Em síntese: “O fenômeno jurídico pelo qual a lei regula todas as situações ocorridas durante seu período de vida, isto é, de vigência, denomina-se atividade. A atividade da lei é a regra. Quando a lei regula situações fora de seu período de vigência, ocorre a chamada extra-atividade, que é a exceção” (Capez, 2007, p. 54).

Princípios constitucionais

Três são os fundamentais princípios aplicados no instituto da eficácia da lei penal no tempo: a) legali-dade, no sentido de anterioridade; b) irretroatividade e c) retroatividade da lei mais benigna.

Não há infração ou sanção penal sem lei anterior, isto é, sem lei prévia.

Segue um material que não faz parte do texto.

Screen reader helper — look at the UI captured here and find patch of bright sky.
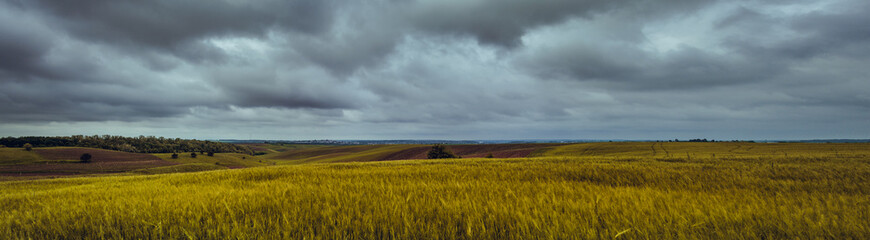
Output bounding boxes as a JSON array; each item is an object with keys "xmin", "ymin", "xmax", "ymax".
[{"xmin": 640, "ymin": 2, "xmax": 735, "ymax": 55}]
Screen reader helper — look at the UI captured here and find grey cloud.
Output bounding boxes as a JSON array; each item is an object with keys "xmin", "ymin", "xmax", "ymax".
[
  {"xmin": 15, "ymin": 0, "xmax": 335, "ymax": 62},
  {"xmin": 518, "ymin": 36, "xmax": 782, "ymax": 90},
  {"xmin": 782, "ymin": 2, "xmax": 870, "ymax": 59},
  {"xmin": 207, "ymin": 64, "xmax": 366, "ymax": 109},
  {"xmin": 287, "ymin": 23, "xmax": 401, "ymax": 75},
  {"xmin": 405, "ymin": 0, "xmax": 718, "ymax": 47},
  {"xmin": 0, "ymin": 80, "xmax": 196, "ymax": 122},
  {"xmin": 0, "ymin": 6, "xmax": 56, "ymax": 80},
  {"xmin": 515, "ymin": 1, "xmax": 870, "ymax": 91},
  {"xmin": 405, "ymin": 0, "xmax": 615, "ymax": 47},
  {"xmin": 720, "ymin": 1, "xmax": 870, "ymax": 60}
]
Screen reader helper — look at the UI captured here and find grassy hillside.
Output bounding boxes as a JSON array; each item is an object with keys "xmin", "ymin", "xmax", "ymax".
[
  {"xmin": 2, "ymin": 154, "xmax": 868, "ymax": 239},
  {"xmin": 240, "ymin": 143, "xmax": 329, "ymax": 153},
  {"xmin": 0, "ymin": 147, "xmax": 176, "ymax": 177},
  {"xmin": 0, "ymin": 148, "xmax": 274, "ymax": 178},
  {"xmin": 0, "ymin": 148, "xmax": 45, "ymax": 165},
  {"xmin": 267, "ymin": 143, "xmax": 566, "ymax": 164}
]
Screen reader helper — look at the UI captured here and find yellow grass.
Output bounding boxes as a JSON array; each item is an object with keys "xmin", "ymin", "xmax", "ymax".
[{"xmin": 1, "ymin": 142, "xmax": 869, "ymax": 239}]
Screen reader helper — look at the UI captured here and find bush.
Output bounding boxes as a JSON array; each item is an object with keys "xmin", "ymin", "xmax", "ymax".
[
  {"xmin": 485, "ymin": 153, "xmax": 494, "ymax": 158},
  {"xmin": 23, "ymin": 143, "xmax": 33, "ymax": 151},
  {"xmin": 207, "ymin": 152, "xmax": 214, "ymax": 157},
  {"xmin": 427, "ymin": 144, "xmax": 459, "ymax": 159},
  {"xmin": 171, "ymin": 153, "xmax": 179, "ymax": 159},
  {"xmin": 80, "ymin": 153, "xmax": 92, "ymax": 163},
  {"xmin": 190, "ymin": 152, "xmax": 197, "ymax": 158}
]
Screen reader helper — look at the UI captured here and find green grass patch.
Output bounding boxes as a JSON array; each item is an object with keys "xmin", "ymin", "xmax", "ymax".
[{"xmin": 0, "ymin": 148, "xmax": 45, "ymax": 165}]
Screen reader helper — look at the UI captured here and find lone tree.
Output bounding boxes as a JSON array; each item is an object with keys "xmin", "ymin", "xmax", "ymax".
[
  {"xmin": 190, "ymin": 152, "xmax": 197, "ymax": 158},
  {"xmin": 79, "ymin": 153, "xmax": 92, "ymax": 163},
  {"xmin": 427, "ymin": 144, "xmax": 458, "ymax": 159},
  {"xmin": 171, "ymin": 153, "xmax": 179, "ymax": 159},
  {"xmin": 207, "ymin": 151, "xmax": 214, "ymax": 157},
  {"xmin": 23, "ymin": 143, "xmax": 33, "ymax": 151}
]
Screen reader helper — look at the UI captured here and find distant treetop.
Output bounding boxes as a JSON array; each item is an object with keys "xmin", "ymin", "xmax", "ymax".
[{"xmin": 0, "ymin": 135, "xmax": 253, "ymax": 155}]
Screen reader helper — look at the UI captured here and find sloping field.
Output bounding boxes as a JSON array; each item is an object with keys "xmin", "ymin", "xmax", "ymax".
[
  {"xmin": 539, "ymin": 142, "xmax": 870, "ymax": 160},
  {"xmin": 153, "ymin": 152, "xmax": 273, "ymax": 169},
  {"xmin": 0, "ymin": 148, "xmax": 176, "ymax": 176},
  {"xmin": 239, "ymin": 143, "xmax": 328, "ymax": 153},
  {"xmin": 267, "ymin": 145, "xmax": 423, "ymax": 164},
  {"xmin": 267, "ymin": 143, "xmax": 568, "ymax": 164},
  {"xmin": 2, "ymin": 155, "xmax": 868, "ymax": 239},
  {"xmin": 0, "ymin": 148, "xmax": 45, "ymax": 166}
]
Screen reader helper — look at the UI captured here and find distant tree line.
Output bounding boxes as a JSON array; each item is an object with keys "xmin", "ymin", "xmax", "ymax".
[{"xmin": 0, "ymin": 135, "xmax": 253, "ymax": 155}]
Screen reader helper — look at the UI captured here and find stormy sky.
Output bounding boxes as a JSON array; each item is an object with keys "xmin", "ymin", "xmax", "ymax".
[{"xmin": 1, "ymin": 0, "xmax": 868, "ymax": 140}]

Esse desdobramento do princípio da legalidade traduz a ideia da anterioridade penal, segundo o qual, a para a aplicação da lei penal, exige-se lei anterior tipificando o crime e prevendo a sua sanção.

O segundo princípio constitucional (irretroatividade), descrito no art. 5º, XL, da CF, dispõe que a lei penal não retroagirá, salvo para beneficiar o réu, impondo-se, assim, a irretroatividade da lei penal, salvo quando a lei nova seja benéfica ao acusado. Destarte, nas palavras de Luiz Flávio Gomes e Valério de Oliveira Mazzuoli, “qualquer que seja o aspecto disciplinado do Direito penal incriminador (que cuida do âmbito do proibido e do castigo), sendo a lei nova prejudicial ao agente, não pode haver retroatividade” (Gomes e Mazzuoli, 2008, p. 125).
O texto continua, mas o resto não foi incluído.